The study, entitled "Local Search Consumer Behavior," looks at 2004 data from 1.5 million households. It compares IYP and search engine use across several categories, including financial services, health care, home services, auto products/services and restaurant dining. comScore examined 150 IYPs and the top five search engines, and looked into both online and offline spending.
The results show search engines account for 58 percent of unique local searches, as compared to IYP's 42 percent; and the users of local search engines were six percent more likely to transact within a single session.
However, IYP exhibited several notable advantages from a marketing and sales standpoint.
For one, users were more likely to conduct a transaction within a month of conducting a local search. Fifty-seven percent of those measured did so, versus search engines' 48 percent. IYP users also tended to spend more, online and offline, following their local searches. This was true in at least four categories: automotive, general services, health and beauty and home and garden.
The study indicates IYPs have a usability edge, as well. ComScore reports IYP searchers arrive at desired search results more quickly, requiring 4.6 clicks on average versus local engines' 7.6.
"We were pleased with the findings, but not necessarily surprised," said Neg Norton, president of the YPA. "We see the behavior of the Internet Yellow Pages as similar to behavior of print Yellow Pages. Consumers have already made up their mind to buy and go to print and online Yellow Pages to make a more informed decision."

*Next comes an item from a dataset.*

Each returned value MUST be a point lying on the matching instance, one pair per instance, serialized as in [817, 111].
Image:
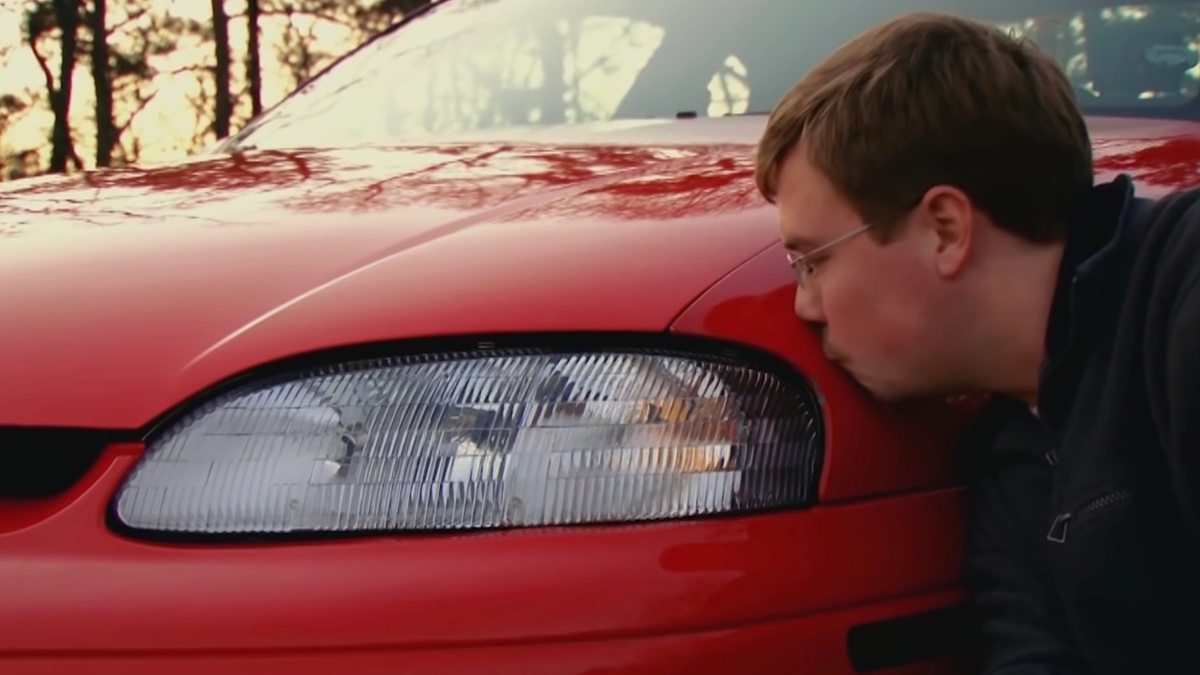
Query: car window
[478, 65]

The report also illuminates demographic differences between the two local search mechanisms. IYP users skewed older and wealthier than search engine users, and they were more likely to have home broadband and bachelor degrees
"The demographics of the people who are using Yellow Pages, or the derivatives of Yellow Pages, would tend to skew older and wealthier than people who are using local search," said John Kelsey, president and CEO of the Kelsey Group. "I would expect Internet Yellow Pages would today tend to generate higher revenue per sale than local search."

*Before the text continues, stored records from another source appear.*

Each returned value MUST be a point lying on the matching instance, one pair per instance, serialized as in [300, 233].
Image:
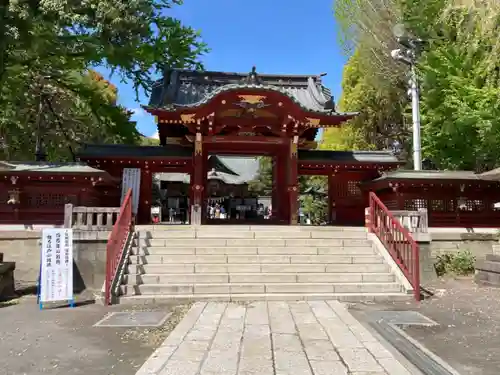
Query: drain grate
[386, 324]
[134, 319]
[403, 318]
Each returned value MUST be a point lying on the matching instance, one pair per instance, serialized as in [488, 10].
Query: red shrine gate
[203, 113]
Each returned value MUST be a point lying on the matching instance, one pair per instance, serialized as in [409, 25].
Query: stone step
[240, 234]
[344, 297]
[251, 259]
[221, 242]
[172, 268]
[220, 278]
[247, 288]
[353, 250]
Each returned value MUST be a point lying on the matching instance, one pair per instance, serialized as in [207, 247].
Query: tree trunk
[4, 10]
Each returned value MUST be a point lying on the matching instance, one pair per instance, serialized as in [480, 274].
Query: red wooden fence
[397, 240]
[116, 243]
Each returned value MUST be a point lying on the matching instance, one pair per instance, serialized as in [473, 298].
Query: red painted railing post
[397, 240]
[116, 243]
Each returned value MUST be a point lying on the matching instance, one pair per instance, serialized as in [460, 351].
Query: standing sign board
[56, 268]
[131, 179]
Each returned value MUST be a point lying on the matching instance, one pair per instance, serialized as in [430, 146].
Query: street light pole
[408, 56]
[415, 111]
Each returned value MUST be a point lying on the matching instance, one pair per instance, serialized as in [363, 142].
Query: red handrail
[397, 240]
[116, 243]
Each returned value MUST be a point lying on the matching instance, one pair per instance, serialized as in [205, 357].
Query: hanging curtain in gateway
[131, 179]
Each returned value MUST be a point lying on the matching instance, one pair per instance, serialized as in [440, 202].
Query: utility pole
[408, 55]
[415, 111]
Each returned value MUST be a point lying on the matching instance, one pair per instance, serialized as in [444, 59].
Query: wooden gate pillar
[145, 197]
[331, 199]
[293, 181]
[198, 182]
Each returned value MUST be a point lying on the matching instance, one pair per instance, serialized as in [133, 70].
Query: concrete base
[488, 271]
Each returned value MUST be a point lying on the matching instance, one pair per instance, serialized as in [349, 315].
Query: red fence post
[397, 240]
[116, 243]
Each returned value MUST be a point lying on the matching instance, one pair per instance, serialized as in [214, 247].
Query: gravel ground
[468, 335]
[64, 341]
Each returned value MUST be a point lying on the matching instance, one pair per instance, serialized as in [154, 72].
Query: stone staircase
[240, 263]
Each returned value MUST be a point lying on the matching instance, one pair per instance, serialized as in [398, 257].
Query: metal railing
[90, 218]
[117, 242]
[397, 240]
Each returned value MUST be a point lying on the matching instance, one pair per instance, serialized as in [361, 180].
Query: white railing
[90, 218]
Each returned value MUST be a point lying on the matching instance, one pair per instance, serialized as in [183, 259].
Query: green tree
[458, 72]
[137, 38]
[381, 108]
[314, 198]
[263, 183]
[46, 51]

While the study results lean toward the IYP's effectiveness in click-rates and dollar returns, there are still search areas and categories where local search engines excel.
"Yellow Pages has strengths in specific categories that do well. However there are also areas where search engines have better results: trading stocks, financial and shopping [areas] such as buying antiques," said Yellow Pages Association research consultant Jim Messina. "The real balance here in the study is in terms of objectivity when you look at detail. There are some categories that are strong for the Yellow Pages and some categories stronger for search engines."